This is absolutely side-splitting. Clever wit and a fine ear are on display here as we pick up vestiges of misheard, misappropriated, or parodied popular songs. We are awed by the ingenuity and attention, and are impressed by the sheer volume of these witticisms (Goldsmith chugs along for 800 lines). The sense of arrangement here is also keen, as Goldsmith mixes hilarity with a sense of infection or outbreak. Though, we must wonder why so much sampling is used, what's its effect is, and why must we endure it for 800 lines.

Part of the answer is that Goldsmith is reworking the relationship between poet and audience. The pleasure of reading this is discovering what he has sampled and has reworked. We take part in the game, and feel a certain way when we solve the puzzle. We experience the speaker's associative imagination, which is akin to the "automatic writing" of the surrealists. The speaker's mind shifts from The Who, to The Counting Crows, to The Beatles, to the Steve Miller Band, then to The Rolling Stones, and this is all very entertaining, but any sense of connection between them is avoided. Fierce juxtaposition, not fluidity, is the rule.

There is a rather illuminating discussion about flarf, poetry, and Sharon Mesmer's poem "I Accidentally Ate Some Chicken and Now I'm in Love with Harry Whittington" on the Poetry Foundation website, and it is very much worth the twenty-nine minutes.They sketch many of the dominant trends and ideas surrounding flarf, and somehow flarf manages to be "anti-poetic" and "super-poetic" at the same time. Well how can this be?

It is undeniable that flarf would not exist with the internet, is certainly an expression of our hyper-connected society, and is very intellectual in many ways, though it seems their methodology is what is truly new, creative, or has never been done before, not necessarily their devil-may-care attitudes, subversive politics, or nothing is taboo content. They have created various methods to manufacture poetry, such as typing a word or phrase into Google and then copying all the associated searches. or reshuffling words from a website. They claim to have a unique movement of thought that is jarring, tangential, and often goes off in odd directions that challenges our biases on beauty, quality, and other standards.

If there is anything I'm against it is the lack of grace, beauty, sensitivity, and tonality. Much of flarf is like this, as much "modern" poetry was gibberish, but also like the moderns, the very best of flarf is surprising, intelligent, and funny. 

Friday, March 29, 2013

The Virtues of Poetry

Recenly, I've finished a good book of criticism by James Longenbach entitled The Virtues of Poetry. This book is a series of interconnected essays that discuss quite a range of poets, and tackle some of the less cited poetic virtues. Normally one would think that "truth," or "beauty," or something else equally subjective, but Longenbach surprises of with more objective virtues like compression, dilation, shyness, excess, and others. Indeed Longenbach discusses the virtues of the art form, and, if nothing else, gives us an excellent primer into what makes peotry powerful, fascinating, and transformative.

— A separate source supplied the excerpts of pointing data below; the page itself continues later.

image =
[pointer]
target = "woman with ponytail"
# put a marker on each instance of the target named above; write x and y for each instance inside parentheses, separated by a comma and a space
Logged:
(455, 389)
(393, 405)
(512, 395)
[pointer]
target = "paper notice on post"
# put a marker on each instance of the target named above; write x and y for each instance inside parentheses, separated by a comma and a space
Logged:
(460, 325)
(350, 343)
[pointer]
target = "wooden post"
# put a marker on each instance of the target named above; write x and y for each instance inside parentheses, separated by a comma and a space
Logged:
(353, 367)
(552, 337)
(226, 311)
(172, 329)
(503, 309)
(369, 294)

Don't get me wrong, these essays are not fluff pieces. They are incredibly illuminating. One of the most interesting, and compelling, points is an argument against reading parts out of context, or not considering the whole context of the poem when reading its parts, and for au understanding to the whole experience of the poem. This is most clear in the essay "Writing Badly," where he says, "the effect of a particular aesthetic gesture is never predictably good or bad in itself; its success depends on the relationship to other effects" (54). So questions of value are, for Longenbach, only relevant and crucial when contemplating the whole design. We cannot, and should not, decide if an effect is "good writing" without first understanding the whole work. Then we determine what the purpose of a particular section may be, and if that purpose tightens the weave of the work, then it is valuable. His comparisons to music also help his example. A G-major chord repeated five successive times in an opus Beethoven by itself is not good music. But when understood in context of the whole work, it suddenly becomes an emotional linchpin between two longer sections. Such is the case with poetry. 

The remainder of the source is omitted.